The neoliberal experiment
This article first appeared in the Jersey Evening Post on 24 August 2017
When Margaret Thatcher started explaining to us that running a country was similar to balancing the family budget and almost exactly like running a grocery shop, we didn’t know it but she was changing the world. Previously, people had understood that being part of a family, a community, bringing up children, providing for others, mucking in and sharing, living and forgiving, was all one thing, and that knowing the price of everything was quite another. The economic philosophies that so deeply influenced Thatcher and others, have come to be known as neoliberalism. Today, even the IMF is starting to acknowledge that there must be limits to neoliberal ideology.
Nearly 40 years ago, we were told that everything was a market, and that markets — when free — were wiser and cleverer than anything anyone could imagine. There was no need to make, mend or grow anything, if others could fulfil our needs cheaper.

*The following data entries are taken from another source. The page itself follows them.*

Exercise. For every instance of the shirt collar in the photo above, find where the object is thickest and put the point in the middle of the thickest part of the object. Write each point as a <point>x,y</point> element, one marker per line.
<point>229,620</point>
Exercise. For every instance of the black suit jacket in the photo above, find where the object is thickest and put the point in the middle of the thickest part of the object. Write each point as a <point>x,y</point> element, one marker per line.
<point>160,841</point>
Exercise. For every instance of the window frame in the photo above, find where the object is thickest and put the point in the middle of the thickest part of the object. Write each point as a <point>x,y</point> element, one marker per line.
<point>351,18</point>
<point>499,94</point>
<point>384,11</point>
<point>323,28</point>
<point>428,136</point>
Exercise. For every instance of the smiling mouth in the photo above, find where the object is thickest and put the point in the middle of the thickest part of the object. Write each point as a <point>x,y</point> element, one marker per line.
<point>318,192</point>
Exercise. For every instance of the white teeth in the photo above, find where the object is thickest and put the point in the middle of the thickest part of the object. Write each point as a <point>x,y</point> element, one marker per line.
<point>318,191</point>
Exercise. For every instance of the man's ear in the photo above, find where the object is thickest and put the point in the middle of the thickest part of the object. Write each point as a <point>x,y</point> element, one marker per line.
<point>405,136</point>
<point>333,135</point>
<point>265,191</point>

There was no need to control the flow of capital or of people into and out of any place, as each competing cog would find its own role. Competition was the best way to settle anything, so pupils, teachers and schools should be scored, measured and ranked, as should health care and everything else.
Jersey became an offshore tax island, providing another degree of freedom for international capital. All over the UK, the USA and elsewhere, societies fragmented, workplaces were dismantled, transport, health, education and just about everything else was privatised. Entire generations have now been brought up in a world where competition is key, where economic growth is paramount and where everything is just another commodity to be bought or sold for a good return.
It is hard to remember now that these are not facts of life but intellectual constructs, experiments, introduced quite consciously upon our society by people who had no idea if they would work, but had gained the power — and had the political leaning — to want to find out.
It is not surprising that the de-skilled and apparently unwanted who have sunk to the economic bottom of the various ruthless and competitive heaps are not happy with this. The 1% and the 0.01% are doing increasingly well, but the riots on the streets of the USA, the terrorism on the streets in Europe, and the collapse of the ecosystems under all our feet are testaments — evidence — that this experiment is coming to an end.